The programme is designed to improve emotional/behavioural problems specifically for vulnerable children participating within whole class groups. Service data has shown small, yet consistent improvements, which were replicated in feasibility data. Given the mixed outcome data for vulnerable children taking part in similar programmes in schools to date [9, 10], reliably improving their outcomes is a key public health priority. A significant strength is that the programme can be delivered by teachers without extensive additional training. The training provided is integral to the platform except for a short instructional video on presentation style. Implementability should therefore be high, addressing concerns about the continued rollout of research-based initiatives [13].

While the platform content is set, teachers are free to adapt their own delivery to accommodate local variations in context and cultural needs. The recruitment areas are socio-economically diverse, and the programme is designed to be suitable for all schools irrespective of size or setting.
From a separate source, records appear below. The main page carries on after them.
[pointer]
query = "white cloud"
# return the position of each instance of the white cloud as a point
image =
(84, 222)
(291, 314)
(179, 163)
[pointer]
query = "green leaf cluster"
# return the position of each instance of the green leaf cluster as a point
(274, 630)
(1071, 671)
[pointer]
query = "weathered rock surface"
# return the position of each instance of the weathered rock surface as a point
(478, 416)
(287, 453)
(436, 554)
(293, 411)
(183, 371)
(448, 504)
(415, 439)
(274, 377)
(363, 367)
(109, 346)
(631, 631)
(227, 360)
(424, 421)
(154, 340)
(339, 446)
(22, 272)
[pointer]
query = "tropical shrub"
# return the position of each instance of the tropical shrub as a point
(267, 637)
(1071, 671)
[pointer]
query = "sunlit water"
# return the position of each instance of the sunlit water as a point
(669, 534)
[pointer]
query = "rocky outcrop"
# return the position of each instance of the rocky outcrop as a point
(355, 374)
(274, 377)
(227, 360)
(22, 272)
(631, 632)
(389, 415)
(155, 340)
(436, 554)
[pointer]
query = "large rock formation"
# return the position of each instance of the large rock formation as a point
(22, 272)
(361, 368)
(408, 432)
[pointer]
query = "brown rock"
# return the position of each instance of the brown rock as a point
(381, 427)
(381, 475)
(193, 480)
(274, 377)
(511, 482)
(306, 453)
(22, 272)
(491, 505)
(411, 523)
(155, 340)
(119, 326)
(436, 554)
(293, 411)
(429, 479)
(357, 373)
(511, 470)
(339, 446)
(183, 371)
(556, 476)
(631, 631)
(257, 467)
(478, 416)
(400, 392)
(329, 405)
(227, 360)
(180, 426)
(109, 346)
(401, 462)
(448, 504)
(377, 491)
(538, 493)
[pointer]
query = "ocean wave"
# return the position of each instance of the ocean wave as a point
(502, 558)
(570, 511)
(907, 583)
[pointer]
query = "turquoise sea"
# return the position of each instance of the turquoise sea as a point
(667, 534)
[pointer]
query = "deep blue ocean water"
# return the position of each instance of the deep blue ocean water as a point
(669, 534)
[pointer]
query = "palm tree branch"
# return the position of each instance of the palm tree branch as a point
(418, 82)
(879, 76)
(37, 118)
This is a large randomised controlled trial enrolling all children in consented schools in south east England across a range of socioeconomic areas and should offer generalisability. Given the feasibility work undertaken so far, we anticipate that the study will enrol the majority of children from each school enrolled as well as follow up the majority. There is potential to improve current functioning for children, as well as reducing future mental health burden, should CUES for schools prove effective.

Trial status

This protocol (Version 1, 12th September 2022) has been written according to the SPIRIT 2013 guidance. The study obtained ethical approval from King’s College London Research Ethics Committee (ref. HR/DP-21/22–28,344) on 19th August 2022.

Enrolment will start in October 2022 and is planned to end in February 2023.